Water is all over the news these days—and not in a good way. Californians, in the midst of one of the most severe droughts in decades, are being forced to let their lawns turn brown. The city of Detroit threatened to cut off water last month to thousands of residents who can’t pay their bills. And hundreds of thousands of people in Ohio and Detroit (again) couldn’t drink their tap water this past weekend because of dangerous levels of algae.
Water has long been a complex issue, and a highly contentious one in parts of the South and West, where it’s in shorter supply. But there’s an interesting conundrum underlying the latest round of water fights: Even though Americans are consuming less water, their water bills are going up.
Cities are preaching more prudent use of water, and people are listening. The average person in the U.S. is consuming about 52 gallons of a water a day, down from 69 gallons in 1999, says Maureen Hodgins, a research manager at the Water Research Foundation, an independent organization that studies water-related issues.

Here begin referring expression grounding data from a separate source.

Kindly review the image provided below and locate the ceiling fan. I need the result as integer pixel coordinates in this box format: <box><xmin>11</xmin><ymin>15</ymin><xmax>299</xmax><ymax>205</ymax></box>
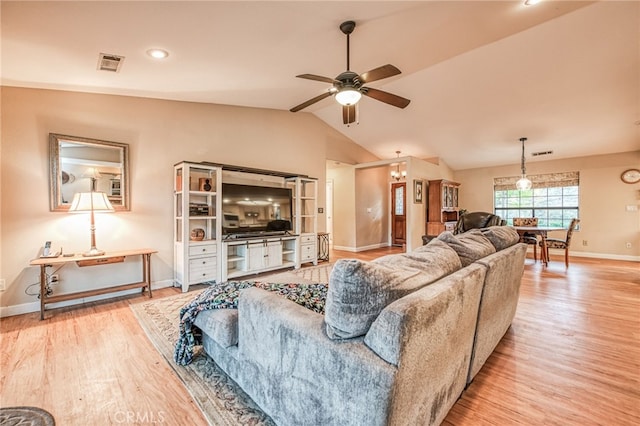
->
<box><xmin>290</xmin><ymin>20</ymin><xmax>411</xmax><ymax>125</ymax></box>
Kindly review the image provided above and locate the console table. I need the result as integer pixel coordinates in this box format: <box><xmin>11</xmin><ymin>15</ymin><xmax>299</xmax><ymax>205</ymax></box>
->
<box><xmin>29</xmin><ymin>248</ymin><xmax>157</xmax><ymax>320</ymax></box>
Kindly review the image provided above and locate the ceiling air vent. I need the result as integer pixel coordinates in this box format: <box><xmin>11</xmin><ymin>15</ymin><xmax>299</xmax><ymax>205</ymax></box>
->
<box><xmin>97</xmin><ymin>53</ymin><xmax>124</xmax><ymax>72</ymax></box>
<box><xmin>532</xmin><ymin>150</ymin><xmax>553</xmax><ymax>157</ymax></box>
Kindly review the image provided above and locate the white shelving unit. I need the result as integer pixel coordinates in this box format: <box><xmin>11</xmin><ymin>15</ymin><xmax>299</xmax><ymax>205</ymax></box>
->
<box><xmin>287</xmin><ymin>177</ymin><xmax>318</xmax><ymax>266</ymax></box>
<box><xmin>174</xmin><ymin>162</ymin><xmax>318</xmax><ymax>286</ymax></box>
<box><xmin>174</xmin><ymin>162</ymin><xmax>222</xmax><ymax>291</ymax></box>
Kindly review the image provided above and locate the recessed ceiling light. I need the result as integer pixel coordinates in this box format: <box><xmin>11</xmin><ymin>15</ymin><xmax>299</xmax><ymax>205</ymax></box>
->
<box><xmin>524</xmin><ymin>0</ymin><xmax>541</xmax><ymax>5</ymax></box>
<box><xmin>146</xmin><ymin>49</ymin><xmax>169</xmax><ymax>59</ymax></box>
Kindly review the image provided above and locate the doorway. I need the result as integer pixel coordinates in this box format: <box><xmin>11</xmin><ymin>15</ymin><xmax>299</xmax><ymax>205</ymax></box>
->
<box><xmin>391</xmin><ymin>182</ymin><xmax>406</xmax><ymax>247</ymax></box>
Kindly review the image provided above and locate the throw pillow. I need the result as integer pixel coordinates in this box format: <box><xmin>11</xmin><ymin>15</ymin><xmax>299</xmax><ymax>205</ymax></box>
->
<box><xmin>437</xmin><ymin>229</ymin><xmax>496</xmax><ymax>267</ymax></box>
<box><xmin>480</xmin><ymin>226</ymin><xmax>521</xmax><ymax>251</ymax></box>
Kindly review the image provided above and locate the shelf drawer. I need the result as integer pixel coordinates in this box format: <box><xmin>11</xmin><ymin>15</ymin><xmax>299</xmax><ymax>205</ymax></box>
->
<box><xmin>189</xmin><ymin>243</ymin><xmax>217</xmax><ymax>256</ymax></box>
<box><xmin>300</xmin><ymin>243</ymin><xmax>316</xmax><ymax>261</ymax></box>
<box><xmin>300</xmin><ymin>235</ymin><xmax>315</xmax><ymax>244</ymax></box>
<box><xmin>189</xmin><ymin>257</ymin><xmax>217</xmax><ymax>281</ymax></box>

Yet water bills are rising. The average water bill for a family of four increased by more than 6 percent last year — and more strikingly, is up more than 30 percent since 2010, according to the water news agency Circle of Blue, which surveyed families in 30 major U.S. cities. That spike is well above the price increases for other household goods over that same time frame.
In fact, prices for water and sewer maintenance are rapidly outpacing price increases for other utilities such as electricity, telephone services and natural gas, according to the Institute of Public Utilities at Michigan State University. Over the last decade, the average annual increase in water prices was two to three times the rise in the Consumer Price Index.

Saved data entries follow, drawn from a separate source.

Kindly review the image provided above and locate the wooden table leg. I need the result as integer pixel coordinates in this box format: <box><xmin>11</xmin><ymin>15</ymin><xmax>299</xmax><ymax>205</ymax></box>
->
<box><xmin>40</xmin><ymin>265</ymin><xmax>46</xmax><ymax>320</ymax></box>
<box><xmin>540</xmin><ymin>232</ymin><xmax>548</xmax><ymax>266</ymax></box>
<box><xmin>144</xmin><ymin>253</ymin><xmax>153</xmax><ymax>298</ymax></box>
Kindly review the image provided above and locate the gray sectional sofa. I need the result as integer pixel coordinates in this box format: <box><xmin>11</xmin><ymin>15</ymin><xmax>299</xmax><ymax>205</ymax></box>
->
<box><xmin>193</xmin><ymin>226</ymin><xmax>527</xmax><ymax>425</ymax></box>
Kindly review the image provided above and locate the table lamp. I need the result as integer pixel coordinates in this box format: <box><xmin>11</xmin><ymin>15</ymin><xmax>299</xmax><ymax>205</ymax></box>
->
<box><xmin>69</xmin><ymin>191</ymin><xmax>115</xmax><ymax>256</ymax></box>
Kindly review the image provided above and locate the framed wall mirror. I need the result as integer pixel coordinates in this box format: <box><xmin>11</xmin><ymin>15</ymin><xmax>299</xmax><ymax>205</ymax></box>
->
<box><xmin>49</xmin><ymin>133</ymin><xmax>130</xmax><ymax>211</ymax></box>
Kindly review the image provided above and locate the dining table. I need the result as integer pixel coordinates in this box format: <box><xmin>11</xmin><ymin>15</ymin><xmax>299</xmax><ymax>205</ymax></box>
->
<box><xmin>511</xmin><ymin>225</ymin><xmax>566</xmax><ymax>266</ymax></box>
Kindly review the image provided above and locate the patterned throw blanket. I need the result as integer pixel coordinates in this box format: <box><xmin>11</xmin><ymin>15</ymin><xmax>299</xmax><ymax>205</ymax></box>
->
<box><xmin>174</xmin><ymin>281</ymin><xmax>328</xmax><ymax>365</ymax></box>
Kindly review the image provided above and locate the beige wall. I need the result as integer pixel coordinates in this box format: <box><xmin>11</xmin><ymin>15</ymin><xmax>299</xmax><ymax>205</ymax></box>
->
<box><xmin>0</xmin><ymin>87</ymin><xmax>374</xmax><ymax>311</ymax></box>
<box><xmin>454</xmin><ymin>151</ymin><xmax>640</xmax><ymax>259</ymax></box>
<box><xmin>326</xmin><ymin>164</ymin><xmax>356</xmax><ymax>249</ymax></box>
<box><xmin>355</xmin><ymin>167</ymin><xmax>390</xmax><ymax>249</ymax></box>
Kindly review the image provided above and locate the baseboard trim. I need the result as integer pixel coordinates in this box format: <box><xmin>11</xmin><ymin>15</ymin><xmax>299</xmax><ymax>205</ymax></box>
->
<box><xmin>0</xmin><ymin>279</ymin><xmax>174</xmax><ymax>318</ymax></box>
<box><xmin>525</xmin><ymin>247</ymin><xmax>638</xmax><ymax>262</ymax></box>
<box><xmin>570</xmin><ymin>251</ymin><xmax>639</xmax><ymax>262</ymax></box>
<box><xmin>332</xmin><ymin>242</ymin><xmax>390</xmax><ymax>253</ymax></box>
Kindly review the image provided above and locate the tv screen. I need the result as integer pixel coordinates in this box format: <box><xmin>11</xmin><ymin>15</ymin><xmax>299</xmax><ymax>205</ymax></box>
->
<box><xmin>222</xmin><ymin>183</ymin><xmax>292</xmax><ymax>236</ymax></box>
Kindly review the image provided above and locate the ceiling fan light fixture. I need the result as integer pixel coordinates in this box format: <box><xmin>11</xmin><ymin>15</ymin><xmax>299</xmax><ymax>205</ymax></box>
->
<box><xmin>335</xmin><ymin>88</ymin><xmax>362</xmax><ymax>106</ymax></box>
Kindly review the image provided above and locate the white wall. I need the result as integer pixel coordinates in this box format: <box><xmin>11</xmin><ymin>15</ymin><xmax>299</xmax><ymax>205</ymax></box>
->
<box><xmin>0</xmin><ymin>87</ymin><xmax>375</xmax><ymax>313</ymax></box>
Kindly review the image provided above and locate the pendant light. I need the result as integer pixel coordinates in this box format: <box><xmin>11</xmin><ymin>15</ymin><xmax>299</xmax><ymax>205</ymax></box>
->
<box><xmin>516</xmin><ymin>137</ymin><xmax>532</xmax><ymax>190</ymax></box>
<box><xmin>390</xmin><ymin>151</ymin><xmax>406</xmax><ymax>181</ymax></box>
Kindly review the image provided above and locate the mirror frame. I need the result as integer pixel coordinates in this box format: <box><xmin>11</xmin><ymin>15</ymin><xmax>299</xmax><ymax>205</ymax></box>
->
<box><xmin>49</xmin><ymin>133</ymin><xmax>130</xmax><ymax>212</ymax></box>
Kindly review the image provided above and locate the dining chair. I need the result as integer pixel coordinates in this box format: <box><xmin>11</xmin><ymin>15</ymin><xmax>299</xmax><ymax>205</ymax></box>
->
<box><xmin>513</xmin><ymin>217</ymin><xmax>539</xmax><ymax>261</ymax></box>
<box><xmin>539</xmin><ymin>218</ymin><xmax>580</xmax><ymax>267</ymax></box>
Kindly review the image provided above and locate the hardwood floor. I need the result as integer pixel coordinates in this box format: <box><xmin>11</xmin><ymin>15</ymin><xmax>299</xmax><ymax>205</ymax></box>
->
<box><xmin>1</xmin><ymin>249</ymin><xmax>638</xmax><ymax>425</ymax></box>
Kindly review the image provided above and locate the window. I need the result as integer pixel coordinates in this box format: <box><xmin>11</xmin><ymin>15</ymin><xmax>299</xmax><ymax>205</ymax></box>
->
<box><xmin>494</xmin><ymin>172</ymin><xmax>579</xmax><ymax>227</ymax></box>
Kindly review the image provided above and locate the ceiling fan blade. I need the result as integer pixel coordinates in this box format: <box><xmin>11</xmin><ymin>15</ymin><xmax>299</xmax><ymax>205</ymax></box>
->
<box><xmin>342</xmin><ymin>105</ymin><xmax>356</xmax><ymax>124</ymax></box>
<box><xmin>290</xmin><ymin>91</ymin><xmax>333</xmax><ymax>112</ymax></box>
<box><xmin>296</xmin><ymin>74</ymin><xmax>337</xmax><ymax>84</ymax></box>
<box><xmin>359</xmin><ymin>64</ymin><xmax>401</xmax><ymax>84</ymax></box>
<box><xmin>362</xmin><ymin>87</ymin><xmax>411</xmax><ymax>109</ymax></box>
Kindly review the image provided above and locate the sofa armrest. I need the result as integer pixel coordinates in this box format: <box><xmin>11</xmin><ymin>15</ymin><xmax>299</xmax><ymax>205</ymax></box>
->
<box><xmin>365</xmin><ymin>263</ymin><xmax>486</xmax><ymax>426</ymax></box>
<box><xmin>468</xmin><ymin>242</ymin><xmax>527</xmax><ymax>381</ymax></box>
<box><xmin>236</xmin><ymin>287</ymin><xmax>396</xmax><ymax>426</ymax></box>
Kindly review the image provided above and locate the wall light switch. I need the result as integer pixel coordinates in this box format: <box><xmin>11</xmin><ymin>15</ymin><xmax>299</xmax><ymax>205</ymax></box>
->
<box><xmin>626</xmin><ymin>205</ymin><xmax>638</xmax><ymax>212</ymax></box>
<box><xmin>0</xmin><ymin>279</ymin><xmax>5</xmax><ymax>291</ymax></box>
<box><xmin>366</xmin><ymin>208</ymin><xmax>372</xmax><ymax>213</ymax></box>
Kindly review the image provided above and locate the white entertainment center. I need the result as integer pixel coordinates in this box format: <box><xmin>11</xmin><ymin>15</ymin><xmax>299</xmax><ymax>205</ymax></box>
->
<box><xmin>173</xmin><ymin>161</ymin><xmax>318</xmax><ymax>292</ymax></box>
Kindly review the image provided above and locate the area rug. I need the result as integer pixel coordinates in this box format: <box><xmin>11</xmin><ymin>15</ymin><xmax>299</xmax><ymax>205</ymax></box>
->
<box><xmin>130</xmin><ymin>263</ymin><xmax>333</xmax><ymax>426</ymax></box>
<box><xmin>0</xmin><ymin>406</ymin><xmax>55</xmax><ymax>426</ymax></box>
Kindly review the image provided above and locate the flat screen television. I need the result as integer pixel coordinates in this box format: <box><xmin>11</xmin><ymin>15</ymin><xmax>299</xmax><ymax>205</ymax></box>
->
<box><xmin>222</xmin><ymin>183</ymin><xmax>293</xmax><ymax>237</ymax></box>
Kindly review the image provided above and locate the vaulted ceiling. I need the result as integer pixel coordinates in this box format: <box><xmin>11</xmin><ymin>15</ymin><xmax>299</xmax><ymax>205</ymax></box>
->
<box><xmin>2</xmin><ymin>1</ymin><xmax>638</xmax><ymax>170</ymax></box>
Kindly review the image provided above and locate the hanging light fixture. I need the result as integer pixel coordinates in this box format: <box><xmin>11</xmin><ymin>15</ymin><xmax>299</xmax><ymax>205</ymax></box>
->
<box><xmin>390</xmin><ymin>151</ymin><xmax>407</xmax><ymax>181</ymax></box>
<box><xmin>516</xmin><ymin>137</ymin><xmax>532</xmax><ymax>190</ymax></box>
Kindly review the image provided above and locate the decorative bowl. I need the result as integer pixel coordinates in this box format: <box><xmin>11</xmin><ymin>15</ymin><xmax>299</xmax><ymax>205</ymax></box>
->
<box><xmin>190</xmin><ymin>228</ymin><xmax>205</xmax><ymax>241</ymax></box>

At the high end, families in cities such at Seattle and San Francisco pay close to an average of $100 a month for water, Circle of Blue found. And places like Baltimore, Chicago, Tucson and Los Angeles have seen their water bills increase by double-digit percentages over the last year. Fresno families saw their bills jump by a staggering 43 percent this year. (The average bill in the city is just over $28.)
And while not all cities experienced this surge in water costs—some saw no change at all—the variance in data highlights what might be the root of the water problem in the U.S.
“There is no uniform way in which cities charge for water,” says Brett Walton, a reporter for Circle of Blue. “Mostly water prices are driven by the cost of infrastructure—the pipes, treatment plants, reservoir upgrades, and other hardware necessary to move, treat and distribute water.”
Circle of Blue outlined a few examples that show this variance in water bill prices. For instance, Fort Worth, Texas, has plans to increase its fixed fees so that they will account for 25 percent of utility companies’ revenue, while San Diego decreased the fixed fees and increased the use-based part of the bill.
Utility companies are facing numerous challenges, all of which impact the final bill consumers see. Jonathan Cuppet, a research manager at the Water Research Foundation, said these companies have extremely high fixed costs for such things as manpower, processing, treatment and infrastructure, and yet generate around 80 percent of their revenue from water sales.
That puts water utilities in a unique position: They need a certain amount of revenue to survive–and that revenue is highly dependent on people using water — and yet they’re also actively encourage people to consume less of it.